La production de tapis et d’éléments de mobilier se développe fortement. Des tapisseries d’usages variés sont produites mais leur décor n’a généralement que peu d’inventivité. Concurrencée par le développement du papier peint, la tapisserie murale n'occupe plus l'essentiel de la production aubussonnaise .
En effet, après l’essor de la première manufacture de papier peint en France par Jean-Baptiste Reveillon (1723-1811), la manufacture de Jean Zuber fondée en 1797 à Rixheim propose des compositions panoramiques qui vont vite connaître le succès, notamment grâce aux expositions nationales des produits de l’industrie. Cela fait chuter la production des grandes tapisseries murales narratives. Les lissiers aubussonnais se mettent à travailler pour réaliser des tapis ras (sur métier de basse lisse) ou des tapis de savonnerie (sur métier de haute lisse). Cette production se développe à un point tel que l’on parle désormais d’Aubusson non plus pour ses tapisseries, mais pour ses "tapis ras ou veloutés". Les manufactures deviennent les principaux employeurs de la ville, avec des noms aussi prestigieux que Braquenié, Hamot, Sallandrouze… Au début des années 1860, le nombre d’ouvriers occupés à la fabrication de tapis est de 2 220.
La tapisserie est principalement réduite à la couverture de chaises, fauteuils, canapés ou utilisée pour des portières ou cantonnières. Plus rare, la tapisserie murale ne disparaît pas pour autant totalement.
La production se caractérise par la réalisation d’ensembles richement ornés, destinés à la décoration intérieure.
Source : Une histoire de la tapisserie, Cité internationale de la tapisserie et de l’art tissé
« Bientôt tout se rapetissa, jusque dans les habitations des grands et des riches. L’ameublement et le goût de décoration des appartements furent obligés de se restreindre à la mesure que l’architecture leur prescrivoit. Les tapisseries en figures furent remplacées par des étoffes de soie, par des boiseries dorées, par des caprices d’ornements arabesques plus ou moins insignifiants, et enfin par l’usage même des papiers de tenture substitués, avec beaucoup d’économie, à tous les genres d’embellissemens des tems anciens. »

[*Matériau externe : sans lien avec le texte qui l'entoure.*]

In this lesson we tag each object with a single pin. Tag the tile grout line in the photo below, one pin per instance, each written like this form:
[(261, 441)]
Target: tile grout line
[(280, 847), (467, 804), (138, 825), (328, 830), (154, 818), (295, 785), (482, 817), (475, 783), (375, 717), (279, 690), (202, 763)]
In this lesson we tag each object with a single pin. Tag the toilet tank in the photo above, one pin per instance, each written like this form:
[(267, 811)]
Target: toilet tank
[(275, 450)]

Tel est le triste tableau que l’archéologue Quatremère de Quincy dressait en 1825 dans l’Encyclopédie méthodique. A cette date, et pour près de cinquante ans encore, la tapisserie était bannie des appartements modernes, hormis […]des résidences princières et des demeures des personnes de haut rang ; et il nous faudra alors distinguer les intérieurs ornés de tentures contemporaines de ceux parés d’anciennes tapisseries. Toutefois, bien que rejetées des appartements, les tapisseries furent utilisées, comme au cours des siècles précédents dans les décors temporaires, principalement à l’extérieur, lors de cérémonies religieuses […].
Les hôtels particuliers parisiens conservèrent encore quelques étoffes du passé : les murs du salon de l’hôtel Crillon, qui semble avoir été celui de la princesse de Polignac, étaient parés de trois pièces de la Tenture chinoise de Boucher insérées dans des boiseries, ainsi que le révèle une aquarelle exécutée par Auguste Caron vers 1840. Mais les tapisseries anciennes disparurent du décor des logements des nobles et des bourgeois de province. Ceux-ci les traitèrent avec peu d’égard ; elles avaient pratiquement perdu toute valeur marchande à leurs yeux et furent remplacées par des papiers peints. Cette situation était similaire dans les autres pays d’Europe, sauf peut-être en Angleterre, où la mode des chambres de tapisserie lancée au siècle précédent avec les Tentures de Boucher perdurait : vers 1820, Charles Winn acquérait une suite bruxelloise du XVIIIe siècle représentant les quatre continents pour le salon de Nostell Priory (Yorkshire). Vers 1840, tous les murs du château de Cotehele étaient ornés de tentures, du XViie siècle pour la plupart.
Si les suites des siècles passés étaient exclues des appartements, on peut se demander pourquoi les tapisseries contemporaines l’étaient également. Certes,la tapisserie ne répondait plus aux besoins et au goût de la société, mais cela ne suffit pas à expliquer totalement ce désintérêt. Il semble qu’il faille plutôt l’imputer à la nouvelle répartition des fortunes et à la crise que traversaient les métiers d’art depuis la tourmente révolutionnaire. Les tentures contemporaines devinrent des produits de grand luxe accessibles aux seuls souverains.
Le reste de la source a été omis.